Executive Chairman: Ivanhoe Mines

Pot Stirrer
There will be zero fatalities on this mine. Zero.

Humility is not an attribute normally associated with Robert Friedland, but even his self-confidence must have dipped in September when three mineworkers were killed in an accident at the developing Ivanplats’ Platreef mine in South Africa. That was not supposed to happen. Friedland had decreed the Platreef would be a state-of-the art, mechanised operation where “no worker underground on this mine will lift anything heavier than a pencil because it will be fully automated.”

Friedland made that claim years ago as part of his campaign to differentiate the Platreef project from the existing South African platinum producers which he said were “deep and have safety issues.” It was all part and parcel of his marketing and PR campaign to curry favour with the ANC government, telling the politicians what they wanted to hear. But to guarantee an absence in fatalities was perhaps going too far despite the 92% decline in industry fatal mining events between 1993 and 2019.

Friedland had better luck with a second prediction in which he forecast the Ivanhoe share price would double during 2020. That he got right. The company is riding the twin booms in the platinum group metals and copper markets through Ivanplats, as well as the huge, high grade Kamoa-Kakula copper project in the Democratic Republic of Congo which just keeps expanding in size and potential profitability, according to the latest technical reports.
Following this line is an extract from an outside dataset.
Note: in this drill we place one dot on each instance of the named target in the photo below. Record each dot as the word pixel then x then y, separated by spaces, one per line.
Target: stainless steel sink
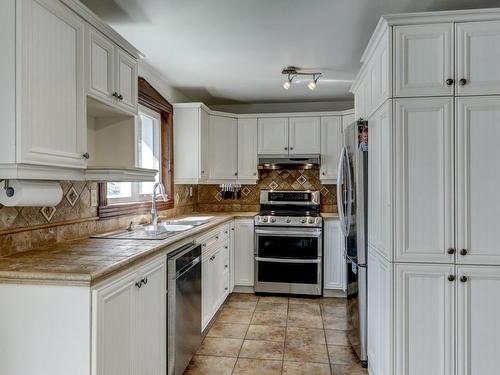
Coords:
pixel 161 231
Arguably the world’s most famous mining entrepreneur, it is difficult for outsiders to get a handle on Friedland because he never gives interviews. He has had public feuds with media organisations like Bloomberg and Canada’s Mail and Globe newspaper. As a journo you have to take what you can glean from his investor presentations which are invariably highly entertaining and thought-provoking on the future demand for his chosen metals, such as platinum and copper.

He obtained a BA in political science from Reed College after which he studied Sanskrit and Buddhism in India. He has had three major discoveries so far in the run-up to his latest projects in South Africa and the DRC and two of those were huge. Those were the Voisey’s Bay nickel deposit in Canada and the Oyo Tolgoi copper deposit in Mongolia.